A San Francisco couple thought they got a deal of a lifetime when they placed a bid on a property right next to their home. They bid $25,000 on a roughly $1 million home at a tax collector’s auction and won. They didn’t realize what they actually bought was a dirt alley.

JJ Hollingsworth and her husband were not the proud owners of an alley behind their home. They thought they were buying the duplex next door, but it just ended up being the strip of dirt between the two homes.

They had been trying to get the city to rescind the deal and get their money back with no luck. Then she heard from a potential buyer.

“He wrote me a letter and said I’m interested in buying this parcel,” Hollingsworth said. “I’m an artist.”

She didn’t take the letter seriously at first, but then the buyer called, asking for a meeting.

“When he explained that he was going to paint a quilt in the alley, that’s when I melted,” she said.

Hollingsworth then got an attorney to help her through the process. She had the buyers checked out, knowing they had a checkered past.

“They were tech bro pranksters and that kind of raised a little question mark, too,” she said. “Oh gosh, is this another prank?”

So far, it appears to be the real deal.

Hollingsworth paid $25,000 for the alley and she sold it for $26,000. She also had the attorney put in provisions to make sure she and her neighbors still had access to the alley. After months of agony and regret, they were elated to get rid of the property.

“It’s a great relief, you know,” Alemayehu Mergia said. “We were counting the days.”

“We got up out of our chairs and screamed and shouted,” Hollingsworth said. “Opened a bottle of champagne and I don’t remember much after that.”
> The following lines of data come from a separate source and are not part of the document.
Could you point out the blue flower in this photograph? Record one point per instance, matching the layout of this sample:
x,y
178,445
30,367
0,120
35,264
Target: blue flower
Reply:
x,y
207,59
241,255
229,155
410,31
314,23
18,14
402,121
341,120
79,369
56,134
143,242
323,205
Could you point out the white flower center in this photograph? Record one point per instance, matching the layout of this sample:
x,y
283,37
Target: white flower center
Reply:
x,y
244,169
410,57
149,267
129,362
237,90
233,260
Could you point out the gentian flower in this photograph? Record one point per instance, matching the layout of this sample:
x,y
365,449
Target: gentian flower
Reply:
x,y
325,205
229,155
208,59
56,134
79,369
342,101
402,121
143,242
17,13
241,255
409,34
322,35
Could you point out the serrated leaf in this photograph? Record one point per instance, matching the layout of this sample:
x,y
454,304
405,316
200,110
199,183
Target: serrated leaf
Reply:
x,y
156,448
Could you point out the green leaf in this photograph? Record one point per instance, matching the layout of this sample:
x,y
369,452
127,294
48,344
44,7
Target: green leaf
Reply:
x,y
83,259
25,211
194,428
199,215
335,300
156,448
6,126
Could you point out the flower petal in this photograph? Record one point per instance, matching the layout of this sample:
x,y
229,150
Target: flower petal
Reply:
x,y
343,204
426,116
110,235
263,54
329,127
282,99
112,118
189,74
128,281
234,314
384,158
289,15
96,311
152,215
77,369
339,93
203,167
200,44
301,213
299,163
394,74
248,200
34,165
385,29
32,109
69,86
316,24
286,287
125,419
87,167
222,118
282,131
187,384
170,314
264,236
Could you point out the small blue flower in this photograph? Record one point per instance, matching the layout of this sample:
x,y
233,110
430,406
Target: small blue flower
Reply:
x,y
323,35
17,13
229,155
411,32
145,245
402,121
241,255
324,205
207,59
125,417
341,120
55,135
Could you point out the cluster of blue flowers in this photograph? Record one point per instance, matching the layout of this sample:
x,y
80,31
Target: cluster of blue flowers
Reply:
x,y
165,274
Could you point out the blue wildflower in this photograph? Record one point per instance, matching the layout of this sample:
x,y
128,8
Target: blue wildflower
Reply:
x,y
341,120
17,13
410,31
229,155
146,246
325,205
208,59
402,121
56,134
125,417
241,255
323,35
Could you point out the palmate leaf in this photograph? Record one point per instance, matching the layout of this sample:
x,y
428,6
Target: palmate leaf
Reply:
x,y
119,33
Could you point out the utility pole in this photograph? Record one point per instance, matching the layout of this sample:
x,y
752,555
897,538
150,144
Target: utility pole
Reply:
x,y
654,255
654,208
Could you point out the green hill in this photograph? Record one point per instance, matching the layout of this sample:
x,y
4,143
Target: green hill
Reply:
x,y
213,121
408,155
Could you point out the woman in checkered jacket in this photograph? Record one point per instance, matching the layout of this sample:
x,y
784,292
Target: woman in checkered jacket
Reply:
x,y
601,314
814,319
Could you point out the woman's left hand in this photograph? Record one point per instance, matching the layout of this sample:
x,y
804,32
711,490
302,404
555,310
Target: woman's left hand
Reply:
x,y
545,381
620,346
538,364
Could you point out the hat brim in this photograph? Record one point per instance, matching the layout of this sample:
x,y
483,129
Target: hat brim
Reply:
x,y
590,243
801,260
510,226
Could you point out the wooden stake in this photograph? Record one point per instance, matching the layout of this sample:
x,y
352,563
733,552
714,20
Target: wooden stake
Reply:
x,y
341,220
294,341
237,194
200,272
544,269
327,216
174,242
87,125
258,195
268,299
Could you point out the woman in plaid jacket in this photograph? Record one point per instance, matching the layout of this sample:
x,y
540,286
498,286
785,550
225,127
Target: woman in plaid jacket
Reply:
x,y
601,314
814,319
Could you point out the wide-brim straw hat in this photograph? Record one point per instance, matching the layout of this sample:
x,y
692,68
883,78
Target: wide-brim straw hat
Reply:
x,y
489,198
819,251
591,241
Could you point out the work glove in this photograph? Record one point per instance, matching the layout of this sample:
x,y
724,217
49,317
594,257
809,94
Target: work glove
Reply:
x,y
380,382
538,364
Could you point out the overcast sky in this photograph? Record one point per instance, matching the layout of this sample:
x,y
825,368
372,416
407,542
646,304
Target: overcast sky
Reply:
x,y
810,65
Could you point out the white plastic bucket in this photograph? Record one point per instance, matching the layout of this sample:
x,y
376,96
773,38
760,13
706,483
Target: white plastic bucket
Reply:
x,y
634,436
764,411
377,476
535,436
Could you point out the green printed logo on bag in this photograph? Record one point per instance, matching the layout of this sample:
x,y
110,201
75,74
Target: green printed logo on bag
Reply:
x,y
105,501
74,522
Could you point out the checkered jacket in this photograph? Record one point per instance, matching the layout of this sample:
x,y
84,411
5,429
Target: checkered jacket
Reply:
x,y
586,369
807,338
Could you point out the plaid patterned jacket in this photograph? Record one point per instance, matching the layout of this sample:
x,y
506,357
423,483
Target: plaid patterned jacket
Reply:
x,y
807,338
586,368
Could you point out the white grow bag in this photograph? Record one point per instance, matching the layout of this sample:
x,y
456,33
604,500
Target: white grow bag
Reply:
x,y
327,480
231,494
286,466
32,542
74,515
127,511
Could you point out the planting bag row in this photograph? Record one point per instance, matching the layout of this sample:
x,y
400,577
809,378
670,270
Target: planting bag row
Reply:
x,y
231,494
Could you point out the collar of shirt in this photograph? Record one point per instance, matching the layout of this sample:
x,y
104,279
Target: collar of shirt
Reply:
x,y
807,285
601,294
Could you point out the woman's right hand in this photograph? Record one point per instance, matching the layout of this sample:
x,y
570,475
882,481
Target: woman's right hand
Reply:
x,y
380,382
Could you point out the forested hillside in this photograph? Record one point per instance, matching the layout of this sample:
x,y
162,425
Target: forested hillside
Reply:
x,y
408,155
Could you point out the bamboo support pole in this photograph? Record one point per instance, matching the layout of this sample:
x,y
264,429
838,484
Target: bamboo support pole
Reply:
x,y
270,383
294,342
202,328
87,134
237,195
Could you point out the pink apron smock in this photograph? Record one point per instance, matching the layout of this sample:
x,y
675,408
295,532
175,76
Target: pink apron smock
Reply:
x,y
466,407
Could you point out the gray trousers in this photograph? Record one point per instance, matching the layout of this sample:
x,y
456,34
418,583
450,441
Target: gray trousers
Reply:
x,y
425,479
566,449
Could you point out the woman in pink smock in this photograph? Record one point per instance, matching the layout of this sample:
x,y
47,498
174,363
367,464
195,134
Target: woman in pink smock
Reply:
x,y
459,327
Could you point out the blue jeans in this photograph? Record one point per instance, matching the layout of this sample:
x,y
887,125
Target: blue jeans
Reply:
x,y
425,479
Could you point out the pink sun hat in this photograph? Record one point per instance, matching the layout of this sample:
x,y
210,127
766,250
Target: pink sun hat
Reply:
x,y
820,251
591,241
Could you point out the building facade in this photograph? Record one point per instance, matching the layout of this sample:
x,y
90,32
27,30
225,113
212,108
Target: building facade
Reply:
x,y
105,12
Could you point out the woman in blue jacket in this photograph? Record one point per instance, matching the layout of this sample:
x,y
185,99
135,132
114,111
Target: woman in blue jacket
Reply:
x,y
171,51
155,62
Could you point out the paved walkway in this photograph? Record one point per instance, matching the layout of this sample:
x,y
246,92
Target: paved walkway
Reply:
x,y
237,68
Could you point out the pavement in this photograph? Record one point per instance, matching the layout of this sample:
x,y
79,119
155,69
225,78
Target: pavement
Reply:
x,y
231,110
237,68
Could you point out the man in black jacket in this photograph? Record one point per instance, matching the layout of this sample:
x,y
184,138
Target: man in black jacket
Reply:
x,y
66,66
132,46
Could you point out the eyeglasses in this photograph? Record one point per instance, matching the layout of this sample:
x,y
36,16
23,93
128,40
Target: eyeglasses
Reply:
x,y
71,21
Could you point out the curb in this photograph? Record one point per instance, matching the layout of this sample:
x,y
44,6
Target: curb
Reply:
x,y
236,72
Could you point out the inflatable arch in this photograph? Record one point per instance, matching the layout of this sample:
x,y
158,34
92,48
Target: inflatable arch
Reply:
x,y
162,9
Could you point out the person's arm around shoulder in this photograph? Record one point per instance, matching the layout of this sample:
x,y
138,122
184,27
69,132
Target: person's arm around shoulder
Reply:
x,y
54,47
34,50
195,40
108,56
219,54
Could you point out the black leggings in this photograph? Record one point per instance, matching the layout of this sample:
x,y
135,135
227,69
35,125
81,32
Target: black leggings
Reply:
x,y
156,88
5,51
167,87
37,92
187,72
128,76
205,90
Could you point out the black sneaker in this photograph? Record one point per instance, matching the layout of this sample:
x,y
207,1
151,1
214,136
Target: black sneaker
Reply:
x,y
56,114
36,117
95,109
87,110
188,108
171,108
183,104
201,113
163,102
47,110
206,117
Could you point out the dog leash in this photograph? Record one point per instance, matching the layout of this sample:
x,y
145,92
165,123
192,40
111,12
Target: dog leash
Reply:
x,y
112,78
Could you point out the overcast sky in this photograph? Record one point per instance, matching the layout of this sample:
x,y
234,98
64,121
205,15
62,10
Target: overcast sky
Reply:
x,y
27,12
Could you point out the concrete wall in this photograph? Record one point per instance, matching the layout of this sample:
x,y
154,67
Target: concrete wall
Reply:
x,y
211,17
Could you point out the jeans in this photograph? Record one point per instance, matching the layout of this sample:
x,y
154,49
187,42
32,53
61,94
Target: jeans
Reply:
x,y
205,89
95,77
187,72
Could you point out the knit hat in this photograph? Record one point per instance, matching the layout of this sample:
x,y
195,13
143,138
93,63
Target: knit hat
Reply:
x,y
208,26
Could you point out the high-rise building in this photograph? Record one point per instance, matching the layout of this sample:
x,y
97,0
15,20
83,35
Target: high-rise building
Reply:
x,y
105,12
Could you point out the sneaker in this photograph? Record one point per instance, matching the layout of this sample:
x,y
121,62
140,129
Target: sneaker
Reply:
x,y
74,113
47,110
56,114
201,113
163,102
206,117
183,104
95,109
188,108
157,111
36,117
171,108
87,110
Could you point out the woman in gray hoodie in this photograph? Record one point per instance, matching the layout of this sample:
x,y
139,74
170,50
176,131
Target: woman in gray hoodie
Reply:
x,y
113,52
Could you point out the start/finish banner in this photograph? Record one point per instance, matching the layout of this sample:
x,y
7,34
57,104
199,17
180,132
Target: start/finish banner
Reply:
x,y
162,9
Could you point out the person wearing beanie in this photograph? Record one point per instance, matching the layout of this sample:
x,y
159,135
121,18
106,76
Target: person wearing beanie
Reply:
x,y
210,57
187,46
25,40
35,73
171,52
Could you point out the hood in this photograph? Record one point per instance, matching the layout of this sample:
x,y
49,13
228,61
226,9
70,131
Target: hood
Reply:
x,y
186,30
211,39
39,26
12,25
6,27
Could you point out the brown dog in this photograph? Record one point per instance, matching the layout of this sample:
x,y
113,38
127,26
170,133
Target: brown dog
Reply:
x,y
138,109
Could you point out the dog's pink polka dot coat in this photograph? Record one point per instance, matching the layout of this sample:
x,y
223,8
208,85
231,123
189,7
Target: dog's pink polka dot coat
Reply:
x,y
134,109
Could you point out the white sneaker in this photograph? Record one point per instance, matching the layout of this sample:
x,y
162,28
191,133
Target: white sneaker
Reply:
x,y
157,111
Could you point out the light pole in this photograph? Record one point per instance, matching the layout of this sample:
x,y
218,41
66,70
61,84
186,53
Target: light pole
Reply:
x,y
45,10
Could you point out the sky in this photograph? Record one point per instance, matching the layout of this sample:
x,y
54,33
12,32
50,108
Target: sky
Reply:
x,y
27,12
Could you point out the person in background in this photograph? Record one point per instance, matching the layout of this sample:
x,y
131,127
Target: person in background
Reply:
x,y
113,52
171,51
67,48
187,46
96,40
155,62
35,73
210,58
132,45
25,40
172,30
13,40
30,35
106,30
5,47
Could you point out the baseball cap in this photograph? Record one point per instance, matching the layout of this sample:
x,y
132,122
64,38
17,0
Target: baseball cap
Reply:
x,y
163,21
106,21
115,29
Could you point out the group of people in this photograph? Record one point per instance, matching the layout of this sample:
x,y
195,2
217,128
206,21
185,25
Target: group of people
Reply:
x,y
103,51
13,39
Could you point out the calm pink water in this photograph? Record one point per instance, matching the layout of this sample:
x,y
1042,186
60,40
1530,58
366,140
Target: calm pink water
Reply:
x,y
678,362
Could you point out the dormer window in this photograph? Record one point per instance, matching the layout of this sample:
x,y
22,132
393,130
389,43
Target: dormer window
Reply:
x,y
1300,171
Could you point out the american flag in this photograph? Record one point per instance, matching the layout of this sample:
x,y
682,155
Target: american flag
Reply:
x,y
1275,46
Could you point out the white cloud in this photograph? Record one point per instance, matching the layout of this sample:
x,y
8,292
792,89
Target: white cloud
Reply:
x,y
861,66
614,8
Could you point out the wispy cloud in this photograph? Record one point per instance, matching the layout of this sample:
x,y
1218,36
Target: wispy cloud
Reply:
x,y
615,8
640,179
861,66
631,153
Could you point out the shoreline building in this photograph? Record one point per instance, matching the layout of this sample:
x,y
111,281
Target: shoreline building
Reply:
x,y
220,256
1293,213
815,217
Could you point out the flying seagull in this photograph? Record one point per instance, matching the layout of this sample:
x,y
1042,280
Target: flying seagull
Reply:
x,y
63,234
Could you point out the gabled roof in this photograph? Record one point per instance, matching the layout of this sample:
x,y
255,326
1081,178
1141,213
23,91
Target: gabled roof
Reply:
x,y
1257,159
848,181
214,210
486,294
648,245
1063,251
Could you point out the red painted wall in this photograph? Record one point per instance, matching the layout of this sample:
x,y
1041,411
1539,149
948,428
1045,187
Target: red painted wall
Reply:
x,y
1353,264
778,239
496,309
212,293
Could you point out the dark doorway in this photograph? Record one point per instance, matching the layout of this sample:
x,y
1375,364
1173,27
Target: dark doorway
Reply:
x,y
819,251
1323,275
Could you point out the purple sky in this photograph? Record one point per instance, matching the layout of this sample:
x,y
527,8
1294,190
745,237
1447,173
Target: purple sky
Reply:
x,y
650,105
The property was even listed on Zillow as sold. A one-bed, one-bathroom, 850-square-foot property for $26,000. Hollingsworth knows she should’ve read the fine print, but says it was misleading to put the address of the duplex on the documents for the sale.

“I think the city needs to learn a lesson,” she said. “I learned mine. The city needs to learn a lesson. You can’t put something up for sale with the wrong address on it. That’s wrong. That’s wrong. I don’t care how you describe it, you can’t put the wrong address.”